Oil prices may have surged yesterday after Opec's move to curb production, but investors should not expect a longer-term explosive recovery, leading analysts said.
And even as energy market conditions improve, Singapore offshore and marine firms are unlikely to enjoy much immediate benefit, the Credit Suisse market experts added.
The Swiss bank held its 2017 investment outlook briefing yesterday, after the Organisation of Petroleum Exporting Countries struck a deal to cut production.
The news sent two key oil benchmarks, Brent crude futures and West Texas Intermediate (WTI), surging almost 10 per cent overnight, with WTI briefly rising above the US$50-per-barrel level.
Credit Suisse investment strategy head Nannette Hechler-Fayd'herbe believes the recovery is sustainable - to some extent.
"We see only limited chances of (WTI) going way above US$60. Above this level, many US shale projects will turn profitable again and the production will just restart… Our 2017 target is somewhere in the upper US$50s."
Ailing oil prices have been a major drag on Singapore's corporate, banking and investment sectors. Share prices of oil rig builders such as Keppel Corp and Sembcorp Marine have dived. Smaller firms such as Swiber and Swissco have filed for judicial management.
For oil-related firms still afloat, it is not yet the end of the tunnel, Asia-Pacific equity investment strategist Suresh Tantia warned.
"Unlike in the US, the oil-related industry here is downstream, which is dependent on the upstream explorers and producers, so the benefit of higher oil prices will lag," he told The Straits Times. "Among the Singapore firms, there is still stress on the corporate debt side, and we don't see a sustainable recovery unless oil prices go beyond US$60 - which we also don't expect to happen."

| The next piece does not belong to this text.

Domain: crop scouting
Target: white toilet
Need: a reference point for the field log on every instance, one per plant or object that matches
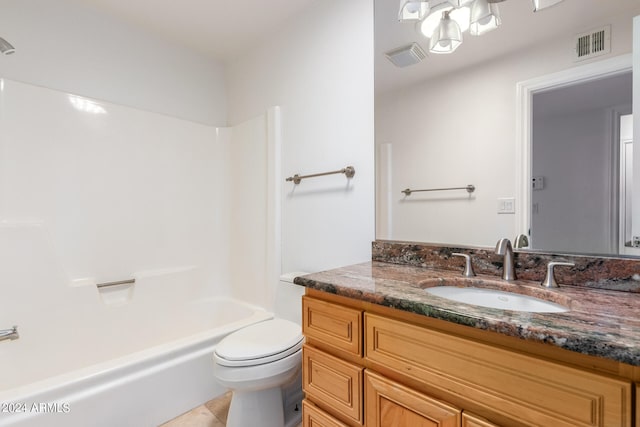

A better way for investors to benefit from the Opec-related sentiment is through currencies, particularly the Russian rouble and Norwegian krone, Credit Suisse senior Asia-Pacific currency investment strategist Heng Koon How added.
Credit Suisse expects the US economy to grow 2 per cent next year, up from the forecast 1.5 per cent growth this year. But the Wall Street bull run may taper off, and US equities are set to offer just about 3 per cent of total return next year, as "the market has already priced in all the good news", Ms Hechler-Fayd'herbe said.
Singapore's benchmark Straits Times Index will largely stay range-bound next year, dipping to about 2,880 points in three months and 2,920 in 12 months, Mr Tantia said. The STI closed at 2,928.58 yesterday.